My research is grounded in practice. Before my PhD, I worked in Chile's Ministry of Economy and Ministry of Science, where I coordinated the development of the National AI Policy. Since then, I have worked on AI governance and technology policy with governments and international organizations, such as UNESCO and the Inter-American Development Bank, across Latin America, the Caribbean, and Southeast Asia. I bring this experience into my research: I study technology governance informed by the realities of how policy is actually made and implemented in the Global South.
I am a Ph.D. candidate in Information Science at Cornell University, advised by Cristobal Cheyre, with committee members Qian Yang and Malte Ziewitz.
News & Updates
- May 2026 Attended the Privacy Law Scholars Conference (PLSC) at Indiana University Maurer School of Law in Bloomington, Indiana, where my paper "Redesigning AI Regulatory Sandboxes for Generative AI: Beyond Traditional For-Profit Innovation" (with Bhargavi Ganesh and Thiago Moraes) was workshopped. I also served as discussant for Mark Verstraete's "Privacy Law as Data Architecture."
- May 2026 Co-organizing the Community-Centered AI Thought Summit at Cornell (May 18–20) on community-controlled AI, environmental justice, and data sovereignty — an initiative I helped conceive with Jenny Goldstein and other PIs.
- May 2026 Invited keynote at Altice Conecta, Santo Domingo, Dominican Republic, on the Dominican AI ecosystem (drawing on Foresight's work) and AI adoption in organizations.
- May 2026 Workshop "The Capacity to Care: Designing Social Technology for Sustained Engagement With Societal Challenges" accepted at CSCW 2026, with JaeWon Kim, Lindsay Popowski, Louisa Conwill, Elizabeth Li, Meryl Ye, Jiaying Liu, Theia Henderson, Bingxu Han, Dennis Wang, Angel Hsing-Chi Hwang, Susan Wyche, Yasmine Kotturi, Gillian R. Hayes, and Angela D. R. Smith.
- Apr 2026 Presented results of the Foresight/Google AI Sprinters report at the IDB 2026 Partners Forum, Washington DC.
Selected Publications
[CHI'26] ACM CHI Conference on Human Factors in Computing Systems, 2026
[CSCW'25] Proceedings of the ACM on Human-Computer Interaction, 9(2), 2025
Thoughtful Adoption of NLP for Civic Participation: Understanding Differences Among Policymakers
[CSCW'25] Proceedings of the ACM on Human-Computer Interaction, 9(2), 2025
Digital Government: Research and Practice, 6(1), 2025
Research
Macro — Pragmatic and Flexible Technology Governance
How countries design, adapt, and experiment with policy frameworks for technologies they are still learning about—from paradoxical strategies for AI governance to regulatory sandboxes and science policy in the Global South.

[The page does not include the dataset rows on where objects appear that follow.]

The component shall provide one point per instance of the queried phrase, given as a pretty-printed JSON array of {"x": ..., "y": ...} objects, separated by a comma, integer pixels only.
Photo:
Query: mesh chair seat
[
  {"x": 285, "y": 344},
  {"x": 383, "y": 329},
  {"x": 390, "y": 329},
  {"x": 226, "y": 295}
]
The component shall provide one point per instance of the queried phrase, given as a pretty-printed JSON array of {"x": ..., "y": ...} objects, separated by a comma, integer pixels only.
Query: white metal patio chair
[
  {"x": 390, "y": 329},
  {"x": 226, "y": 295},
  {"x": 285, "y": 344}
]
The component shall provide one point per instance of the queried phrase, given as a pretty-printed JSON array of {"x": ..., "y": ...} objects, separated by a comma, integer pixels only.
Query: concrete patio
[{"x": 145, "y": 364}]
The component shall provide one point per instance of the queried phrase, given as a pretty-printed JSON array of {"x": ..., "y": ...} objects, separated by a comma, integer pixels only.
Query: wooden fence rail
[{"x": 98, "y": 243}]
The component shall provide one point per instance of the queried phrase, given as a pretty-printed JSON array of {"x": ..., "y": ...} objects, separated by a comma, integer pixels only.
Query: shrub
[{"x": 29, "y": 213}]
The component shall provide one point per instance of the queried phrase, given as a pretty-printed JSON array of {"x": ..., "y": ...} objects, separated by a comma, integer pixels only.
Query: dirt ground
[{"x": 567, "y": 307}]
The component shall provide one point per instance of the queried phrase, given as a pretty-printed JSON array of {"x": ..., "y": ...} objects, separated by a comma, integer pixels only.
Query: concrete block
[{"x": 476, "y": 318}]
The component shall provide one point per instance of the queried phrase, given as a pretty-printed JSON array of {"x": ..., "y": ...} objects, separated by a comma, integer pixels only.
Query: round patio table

Meso — Participatory and Sustainable Digital Transformation
How organizations, design teams, and public institutions can meaningfully involve citizens and stakeholders in shaping technology—using NLP tools for civic participation and generative AI for collaborative design.
Micro — Responsible and Reflective Human-AI Interaction
How individuals actually use AI in professional practice—from government policymaking to qualitative research to creative fields—and what this reveals about the distance between technological promise and everyday reality.